California Tries to Ban Smoking in Cars with Kids
- March 29, 2007 |
- By Gregory Mottola
If you have ever sat in traffic on a Los Angeles expressway and smoked cigars to keep you sane, you may have to search for another option, should there be minors in the car. Yesterday, the California Senate Health Committee approved a proposed ban that would prohibit smoking in cars in which children under the age of 18 are present. The bill, titled SB 7, was put forth by Democratic Sen. Jenny Oropeza, who is hoping that California will join Louisiana, Arkansas and Maine in making it illegal to smoke in a vehicle carrying children.
The fine would be $100. The measure will now be reviewed by the Senate Appropriations Committee.
"This bill applies to any individual who is smoking in a car wherever the car is located," said Oropeza. "If it is in public view, an officer may cite them. It's just the next step in a logical progression of laws that we as a public have already seen as necessary for protecting the health of young children."
But this "logical progression" has some cigar smokers worried about how zealous the laws will become should the new smoking ban succeed.
"I smoke in my car a few times a month," said Michael Mehringer, regional business manager at Roche Diagnostics and resident of Huntington Beach in Orange County, California. "I'd hate to imagine what this law might lead to. Where does the line get drawn? What's next? Am I going to be fined because the smoke in my car wafts out the window into a nearby park? This idea may sound ludicrous, but is it really that far away?"
Perhaps not. Another bill introduced simultaneously by Oropeza, titled SB 4, would establish a fine of $250 for smoking at a state beach or within a state park.
New Yorker Frank Levatino, a parent who smokes in his car every day, shudders to think what would happen if a law prohibiting in-car smoking made it to the Empire State.
"I have never, nor would I ever, choose to smoke in any vehicle with my children or any other minor," said Levatino. "Not because the law says so, but because I believe my family's rights take priority." He travels about 900 miles per week driving to Connecticut and back and uses the road time to enjoy cigars.

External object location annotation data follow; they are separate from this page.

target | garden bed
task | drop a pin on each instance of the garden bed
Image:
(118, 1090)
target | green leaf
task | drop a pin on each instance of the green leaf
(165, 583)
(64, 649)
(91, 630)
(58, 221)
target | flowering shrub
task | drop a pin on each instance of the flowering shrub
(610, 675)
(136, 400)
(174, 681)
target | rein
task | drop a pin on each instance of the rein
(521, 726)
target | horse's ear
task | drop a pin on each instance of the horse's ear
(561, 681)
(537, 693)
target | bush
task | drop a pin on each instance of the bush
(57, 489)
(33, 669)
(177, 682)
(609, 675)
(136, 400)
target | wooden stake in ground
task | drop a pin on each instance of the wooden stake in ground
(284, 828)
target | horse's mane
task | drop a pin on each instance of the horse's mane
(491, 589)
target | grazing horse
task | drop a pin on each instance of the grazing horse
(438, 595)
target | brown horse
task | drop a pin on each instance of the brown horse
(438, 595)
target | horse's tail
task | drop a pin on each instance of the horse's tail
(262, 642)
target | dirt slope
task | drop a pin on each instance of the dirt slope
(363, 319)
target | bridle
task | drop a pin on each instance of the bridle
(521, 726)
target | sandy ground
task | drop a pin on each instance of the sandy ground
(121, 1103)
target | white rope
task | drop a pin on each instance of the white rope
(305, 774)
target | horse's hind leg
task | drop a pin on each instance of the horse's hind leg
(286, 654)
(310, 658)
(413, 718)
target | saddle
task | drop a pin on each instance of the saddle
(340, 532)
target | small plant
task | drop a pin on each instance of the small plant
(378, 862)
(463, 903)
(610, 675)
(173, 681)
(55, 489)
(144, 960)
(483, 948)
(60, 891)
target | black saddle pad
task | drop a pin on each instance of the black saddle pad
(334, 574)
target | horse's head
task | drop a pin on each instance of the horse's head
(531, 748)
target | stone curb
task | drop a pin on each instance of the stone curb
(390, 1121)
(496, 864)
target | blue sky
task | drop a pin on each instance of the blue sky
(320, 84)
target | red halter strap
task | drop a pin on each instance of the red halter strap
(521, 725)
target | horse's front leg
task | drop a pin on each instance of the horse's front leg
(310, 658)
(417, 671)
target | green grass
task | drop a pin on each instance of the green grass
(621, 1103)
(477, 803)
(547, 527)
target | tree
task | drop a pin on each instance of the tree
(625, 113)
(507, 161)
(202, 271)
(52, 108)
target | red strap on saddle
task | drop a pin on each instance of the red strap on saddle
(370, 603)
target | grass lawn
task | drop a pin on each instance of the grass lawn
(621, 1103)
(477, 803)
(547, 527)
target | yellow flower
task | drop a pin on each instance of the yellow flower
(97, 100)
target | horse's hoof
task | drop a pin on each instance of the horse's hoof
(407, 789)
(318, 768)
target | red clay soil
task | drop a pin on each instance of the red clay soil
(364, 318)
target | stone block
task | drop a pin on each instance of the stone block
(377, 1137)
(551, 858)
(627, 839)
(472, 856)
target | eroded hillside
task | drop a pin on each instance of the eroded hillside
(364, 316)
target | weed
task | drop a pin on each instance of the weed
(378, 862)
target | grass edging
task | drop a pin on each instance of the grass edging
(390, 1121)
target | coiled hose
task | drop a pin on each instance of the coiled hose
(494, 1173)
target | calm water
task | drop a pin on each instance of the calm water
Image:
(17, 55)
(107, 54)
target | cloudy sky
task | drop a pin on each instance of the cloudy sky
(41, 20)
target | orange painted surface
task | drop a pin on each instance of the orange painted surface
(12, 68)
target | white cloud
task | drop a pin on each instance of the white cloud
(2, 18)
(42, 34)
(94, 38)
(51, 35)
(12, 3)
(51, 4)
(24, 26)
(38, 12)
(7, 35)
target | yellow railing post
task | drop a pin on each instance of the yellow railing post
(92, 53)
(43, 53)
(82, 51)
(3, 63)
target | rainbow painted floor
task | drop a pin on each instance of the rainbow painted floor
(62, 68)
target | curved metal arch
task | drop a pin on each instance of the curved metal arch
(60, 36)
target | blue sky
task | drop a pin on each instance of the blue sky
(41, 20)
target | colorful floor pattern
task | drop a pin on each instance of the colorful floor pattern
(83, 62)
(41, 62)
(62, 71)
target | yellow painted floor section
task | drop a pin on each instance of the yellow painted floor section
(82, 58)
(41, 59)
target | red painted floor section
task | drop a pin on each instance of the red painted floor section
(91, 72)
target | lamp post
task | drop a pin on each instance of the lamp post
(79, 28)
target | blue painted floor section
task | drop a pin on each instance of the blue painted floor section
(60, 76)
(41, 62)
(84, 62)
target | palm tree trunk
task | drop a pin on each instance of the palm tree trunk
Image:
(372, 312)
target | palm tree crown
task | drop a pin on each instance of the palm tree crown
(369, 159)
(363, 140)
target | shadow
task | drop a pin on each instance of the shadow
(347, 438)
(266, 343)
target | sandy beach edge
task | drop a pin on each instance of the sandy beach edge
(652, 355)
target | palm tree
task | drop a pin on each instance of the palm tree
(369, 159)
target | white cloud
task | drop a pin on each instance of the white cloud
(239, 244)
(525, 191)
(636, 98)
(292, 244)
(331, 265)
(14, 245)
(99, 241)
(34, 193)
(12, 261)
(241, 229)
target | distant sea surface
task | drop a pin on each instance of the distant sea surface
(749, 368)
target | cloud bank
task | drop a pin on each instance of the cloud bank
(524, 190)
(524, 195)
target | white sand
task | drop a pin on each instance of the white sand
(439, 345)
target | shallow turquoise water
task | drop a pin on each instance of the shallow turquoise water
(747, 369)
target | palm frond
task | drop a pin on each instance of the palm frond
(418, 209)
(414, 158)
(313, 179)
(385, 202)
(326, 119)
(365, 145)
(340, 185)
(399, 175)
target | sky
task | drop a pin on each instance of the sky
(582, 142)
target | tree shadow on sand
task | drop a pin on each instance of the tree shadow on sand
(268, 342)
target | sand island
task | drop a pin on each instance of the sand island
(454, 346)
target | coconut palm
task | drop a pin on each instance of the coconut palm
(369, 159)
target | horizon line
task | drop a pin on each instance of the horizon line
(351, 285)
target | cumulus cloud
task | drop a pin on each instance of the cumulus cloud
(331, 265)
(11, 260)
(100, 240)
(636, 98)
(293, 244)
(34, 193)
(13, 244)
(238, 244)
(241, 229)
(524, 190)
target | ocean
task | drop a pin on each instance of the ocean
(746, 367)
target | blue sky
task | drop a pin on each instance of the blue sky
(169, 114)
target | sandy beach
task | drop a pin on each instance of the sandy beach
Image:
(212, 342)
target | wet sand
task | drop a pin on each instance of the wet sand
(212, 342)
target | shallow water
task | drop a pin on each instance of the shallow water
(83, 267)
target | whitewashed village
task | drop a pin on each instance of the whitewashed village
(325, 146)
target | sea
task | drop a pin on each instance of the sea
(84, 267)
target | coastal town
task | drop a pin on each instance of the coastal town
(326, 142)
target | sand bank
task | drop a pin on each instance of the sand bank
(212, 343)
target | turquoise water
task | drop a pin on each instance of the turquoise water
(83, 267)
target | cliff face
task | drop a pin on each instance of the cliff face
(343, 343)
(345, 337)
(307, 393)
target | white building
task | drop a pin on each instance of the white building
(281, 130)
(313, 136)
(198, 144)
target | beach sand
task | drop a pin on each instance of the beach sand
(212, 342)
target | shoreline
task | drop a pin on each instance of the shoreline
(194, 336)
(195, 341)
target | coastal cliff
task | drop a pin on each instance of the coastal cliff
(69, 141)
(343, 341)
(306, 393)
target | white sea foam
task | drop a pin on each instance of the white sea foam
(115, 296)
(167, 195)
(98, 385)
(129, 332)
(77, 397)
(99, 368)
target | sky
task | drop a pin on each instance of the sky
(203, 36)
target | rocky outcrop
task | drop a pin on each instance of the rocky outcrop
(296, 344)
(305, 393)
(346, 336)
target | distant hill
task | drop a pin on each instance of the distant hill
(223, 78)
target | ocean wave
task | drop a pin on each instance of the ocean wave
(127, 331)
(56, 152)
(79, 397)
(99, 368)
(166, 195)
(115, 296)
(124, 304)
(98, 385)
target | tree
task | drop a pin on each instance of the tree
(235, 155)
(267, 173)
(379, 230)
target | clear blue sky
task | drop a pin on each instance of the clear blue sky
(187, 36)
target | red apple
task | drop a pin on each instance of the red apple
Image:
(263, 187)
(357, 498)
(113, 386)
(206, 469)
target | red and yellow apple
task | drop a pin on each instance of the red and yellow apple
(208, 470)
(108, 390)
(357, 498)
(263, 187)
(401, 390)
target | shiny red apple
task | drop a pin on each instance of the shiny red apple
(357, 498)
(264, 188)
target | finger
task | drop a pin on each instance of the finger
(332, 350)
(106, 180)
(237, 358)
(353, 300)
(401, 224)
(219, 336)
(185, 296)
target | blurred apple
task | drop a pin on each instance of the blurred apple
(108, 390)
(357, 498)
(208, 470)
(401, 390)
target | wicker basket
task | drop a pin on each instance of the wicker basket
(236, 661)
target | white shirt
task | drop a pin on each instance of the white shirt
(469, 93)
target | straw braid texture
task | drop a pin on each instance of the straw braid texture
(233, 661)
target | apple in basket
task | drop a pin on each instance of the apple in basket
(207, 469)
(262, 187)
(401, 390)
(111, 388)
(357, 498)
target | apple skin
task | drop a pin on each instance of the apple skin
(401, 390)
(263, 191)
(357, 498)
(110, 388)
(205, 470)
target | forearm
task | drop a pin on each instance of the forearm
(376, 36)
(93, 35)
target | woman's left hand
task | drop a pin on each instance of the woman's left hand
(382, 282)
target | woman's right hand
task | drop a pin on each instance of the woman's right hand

Alone.
It seems that Senator Oropeza does not trust that all parents will exercise the same sound judgment as Levatino without the threat of a fine.
"In the case of children who cannot protect themselves," maintains Oropeza, "it's critical that we step in and take a guiding hand, a protective hand on their behalf."
Oropeza's proposal to protect the children, however, raises questions about a nanny government overstepping its bounds in regards to parenting.
One person with such concerns is Keith Park, founder and CEO of Prometheus International, a California-based company, who also formed the California Association of Liberty and Choice, an organization that fought and defeated Proposition 86, which proposed a 135 percent tobacco tax in California.
"Being the father of two children, I would not put my daughters in a smoke-filled car," said Park. "We have to be responsible smokers, but regulations like this set the stage for a comprehensive ban on smoking in cars."
Park believes that one of the biggest problems facing the industry is the rapid proliferation of smoking bans across the country. He insists that smoking ban propositions are not properly publicized, so by the time smokers hear about them, it's too late to fight them. Park did not comment on whether or not he is going to form a coalition to lobby against Oropeza's proposed measure. If he does, it will be the first major outcry against the bill.
"We have not received any formal opposition to the ban," said Ray Sotero, communications director for Senator Oropeza. "Nothing from tobacco companies, cigar companies or individuals. There was significant opposition in 2004 when this bill was first introduced, but nothing now. We believe that it's just a sign of the times."
Senator Oropeza has successfully banned smoking in common-use areas such as covered parking lots, adjacent stairwells, lobbies, lounges, waiting areas, elevators and restrooms throughout California. The car is one of the few places left a Californian can smoke, but even that right is eroding under the premise of protecting children. The next measure could conceivably propose, like the cell phone laws, that one cannot safely drive and smoke at the same time.